Socotra, l’île hors du temps (libération.fr)



Socotra, l’île hors du temps
Un petit coin de paradis endormi sous le soleil de l’Océan indien s’ouvre tout doucement au tourisme. Récit d’un visiteur ébloui.

La nuit est tombée sur l’oued asséché, interrompant les tribulations des chèvres, des lézards et des étranges vautours jaunes. Accroché au sommet de la falaise, le sandragon déploie sa silhouette en ombrelle sous la pleine Lune tandis que, blotti dans mon mon sac de couchage, je me perds dans la contemplation de cet arbre mythique dont la sève rouge serait issue du sang d’un dragon combattant un éléphant.
Il est l’emblème de Socotra, une île yéménite perdue au large de la Somalie qui se détacha voici vingt millions d’années de la plaque tectonique afro-arabe, emmenant dans l’Océan indien une foule de plantes aujourd’hui éteintes dans leur région d’origine. Ce sanctuaire de l’ère jurassique a permis au sandragon d’échapper au règne des grands herbivores africains, sauvant son écorce en compagnie d’un citronnier de la taille d’un pommier et d’un adénium joufflu, sorte de baobab fibreux auquel un horticulteur facétieux aurait rajouté une couronne de fleurs roses. Ces rescapés sont accompagnés par une quinzaine de variétés locales d’encensiers et d’arbres à myrrhe, qui ont fait la réputation de l’île chez les Egyptiens et les Grecs depuis la plus haute Antiquité. En tout, le tiers des neuf cents espèces végétales recensées ici est endémique, un taux comparable à celui des Galapagos et d’Hawai, qui donne parfois au visiteur l’impression d’arpenter une planète inconnue.

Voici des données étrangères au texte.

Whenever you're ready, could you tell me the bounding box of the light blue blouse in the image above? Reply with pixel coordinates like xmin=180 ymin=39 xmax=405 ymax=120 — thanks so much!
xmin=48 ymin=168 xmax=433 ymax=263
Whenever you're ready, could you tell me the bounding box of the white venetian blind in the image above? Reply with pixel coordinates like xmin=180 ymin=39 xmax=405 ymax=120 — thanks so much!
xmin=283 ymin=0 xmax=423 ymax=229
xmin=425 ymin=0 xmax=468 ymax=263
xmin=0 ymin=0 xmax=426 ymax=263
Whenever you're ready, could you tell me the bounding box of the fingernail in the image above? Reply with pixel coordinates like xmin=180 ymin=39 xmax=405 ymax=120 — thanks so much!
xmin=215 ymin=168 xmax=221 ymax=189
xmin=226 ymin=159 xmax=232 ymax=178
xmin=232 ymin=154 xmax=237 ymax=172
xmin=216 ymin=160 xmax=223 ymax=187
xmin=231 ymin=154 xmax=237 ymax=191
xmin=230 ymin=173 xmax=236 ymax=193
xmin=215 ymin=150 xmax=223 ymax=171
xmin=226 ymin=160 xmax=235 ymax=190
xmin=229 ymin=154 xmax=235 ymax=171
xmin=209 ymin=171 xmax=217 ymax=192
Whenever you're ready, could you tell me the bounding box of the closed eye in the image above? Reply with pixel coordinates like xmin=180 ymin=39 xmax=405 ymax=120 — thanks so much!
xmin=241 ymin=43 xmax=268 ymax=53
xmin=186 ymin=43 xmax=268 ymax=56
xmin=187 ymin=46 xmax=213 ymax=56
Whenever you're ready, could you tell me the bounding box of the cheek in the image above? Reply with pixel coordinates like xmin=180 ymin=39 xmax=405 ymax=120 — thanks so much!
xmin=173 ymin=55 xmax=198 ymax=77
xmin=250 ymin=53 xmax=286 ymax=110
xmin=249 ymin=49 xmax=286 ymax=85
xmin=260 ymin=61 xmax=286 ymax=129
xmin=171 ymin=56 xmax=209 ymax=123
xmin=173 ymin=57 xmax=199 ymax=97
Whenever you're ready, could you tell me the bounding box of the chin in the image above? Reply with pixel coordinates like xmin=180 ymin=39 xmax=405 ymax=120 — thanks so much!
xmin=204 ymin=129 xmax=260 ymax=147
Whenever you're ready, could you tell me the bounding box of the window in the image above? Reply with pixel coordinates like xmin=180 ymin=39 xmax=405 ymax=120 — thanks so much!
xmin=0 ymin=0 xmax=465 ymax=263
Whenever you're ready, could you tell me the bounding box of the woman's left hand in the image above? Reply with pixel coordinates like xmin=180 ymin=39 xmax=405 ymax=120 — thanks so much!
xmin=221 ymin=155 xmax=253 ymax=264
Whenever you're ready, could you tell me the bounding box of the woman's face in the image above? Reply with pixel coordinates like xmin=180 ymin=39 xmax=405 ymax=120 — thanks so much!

On vient aussi à Socotra pour ses plages à couper le souffle. A l’est, une série de dunes érigée par les vents violents de l’été donne l’impression de jaillir de la mer pour monter à l’assaut des flancs déchirés de la montagne. Je bivouaque à leur pied, au bord d’un filet d’eau douce. Du fait de l’absence de pollution, l’endroit regorge de vie. Des poissons guettent les alluvions en rangs serrés dans le ruisseau, tandis que des crabes et des bernard-l’ermite patrouillent toute la nuit autour du feu de camp, qui dégage un délicieux parfum de bois arômatique. La pointe ouest n’est pas en reste, avec son lagon en dégradé de turquoises dont les vaguelettes s’étalent paresseusement sur un arc de sable blanc parfaitement poudreux et, bien entendu, absolument désert. Après avoir englouti tout un banc d’huîtres sauvages, j’embarque sur le bateau d’un pêcheur pour faire le tour de falaises abritant des nuées d’oiseaux migrateurs, avant de conclure mon séjour par une session de plongée. Je tombe sur une assemblée de poissons multicolores occupés à brouter un corail vert, jaune et mauve, en compagnie d’une grosse tortue placide, d’une pieuvre un tantinet farouche et d’une raie manta survoltée qui multiplie les saltos hors de l’eau.
Pendant que je barbote, trois Socotris drapés dans leur élégante jupe longue se partagent un mérou sous l’abri de pierres surmontant la plage. A voir leur souriante indolence polie par des générations passées à contempler la mer en commentant le cours de la chêvre entre copains, je me surprends à échaffauder des plans pour rater l’avion qui menace de m’arracher à cette vraie vie que je mérite moi aussi.
Antoine Calvino

Sur le site de Libération :
http://voyageorigine.liberation.fr/grandes-destinations/coup-de-coeur-socotra-ile-hors-du-temps

2 commentaires:

francois Gautier a dit…

Beaux commentaires, vivants et en temps réel. Bravo.
François Gautier
(ancien correspondant du Figaro)

mamiaorana a dit…

Me voilà revenue et je lis avec délice votre récit sur Socotra. C'est tellement proche encore pour moi que ce que vous décrivez, vos sensations, votre admiration face à cette vie sereine, cette magnificence d'une nature non altérée encore, que je ressens comme un serrement au cœur, cette émotion violente parfois, capable de vous mouiller les yeux de larmes.